J. Lee, W. Zhou. J.-C. Idrobo, S.J. Pennycook, and S.T. Pantelides, Vacancy-driven anisotropic defect distribution in the novel battery-cathode material LiFePO4. Phys. Rev. Lett. (2011).


Text Box:
(Left) EELS data from FeLi (Fe occupying a Li site, shown in the red circle in the inset) compared to Fe in bulk positions in LiFePO4. The inset shows an atomically-resolved Z-contrast image of LiFePO4 oriented along the b-axis. Scale bar is 0.5 nm.
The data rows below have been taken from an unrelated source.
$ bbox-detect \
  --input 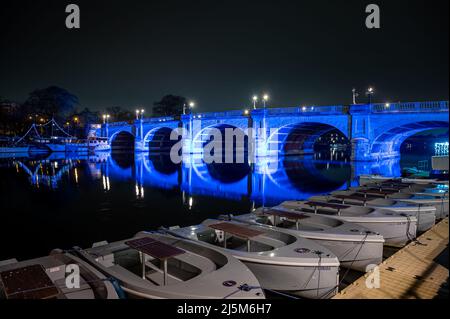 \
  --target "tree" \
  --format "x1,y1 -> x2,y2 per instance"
106,106 -> 133,122
153,95 -> 189,116
24,86 -> 79,119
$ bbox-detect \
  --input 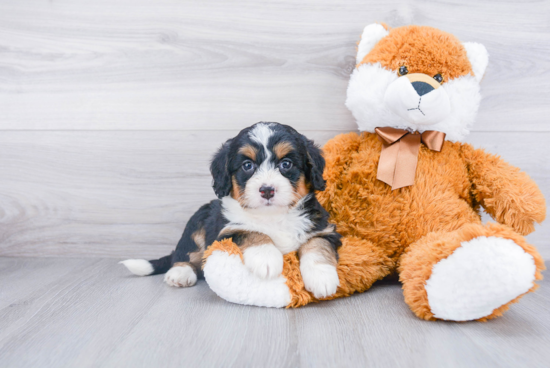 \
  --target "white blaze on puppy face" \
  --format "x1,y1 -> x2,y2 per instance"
242,123 -> 296,208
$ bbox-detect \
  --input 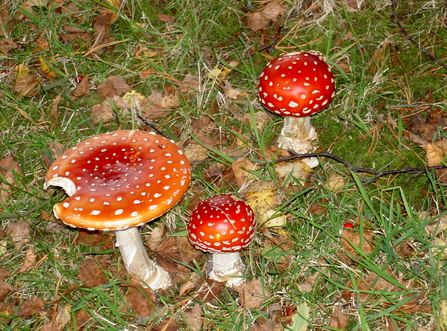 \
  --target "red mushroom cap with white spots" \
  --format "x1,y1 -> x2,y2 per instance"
188,194 -> 256,253
45,130 -> 191,230
258,51 -> 335,117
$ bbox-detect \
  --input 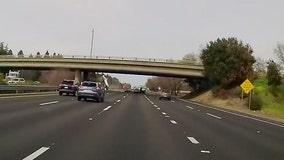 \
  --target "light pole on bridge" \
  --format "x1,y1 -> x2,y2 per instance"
90,28 -> 95,59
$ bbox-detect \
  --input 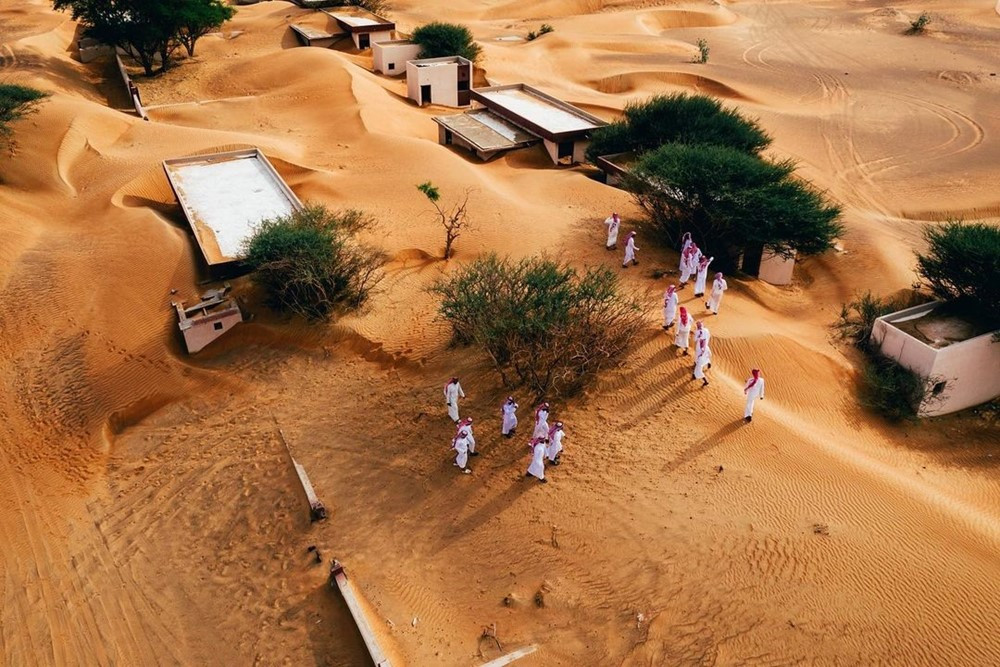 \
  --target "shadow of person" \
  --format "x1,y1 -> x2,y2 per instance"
663,419 -> 743,475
(Right) Fe L3/L2 ratios for FeLi (red triangle) and Febulk (black triangle) sites in LiFePO4 compared with different iron compounds.

We show why crystal lattice defects in the battery material LiFePO4 cluster in particular channels, leaving others open to Li ion diffusion1. The result is important since maintaining open channels is necessary to allow charge and discharge of the battery. First-principles calculations and statistical mechanics show that the clustering of Fe antisite defects (FeLi) is the result of an unusual energy-lowering mechanism that is a feature of the one-dimensional nature of the Li diffusion paths. We also obtain atomically-resolved electron energy-loss spectra of the FeLi defects which reveals a slightly higher oxidation state for the defects relative to the nominal value of +2 for Fe in LiFePO4, a result that is consistent with our theoretical predictions.  Our study suggests temperatures for growth and/or annealing to optimize segregation and maximize Li diffusion.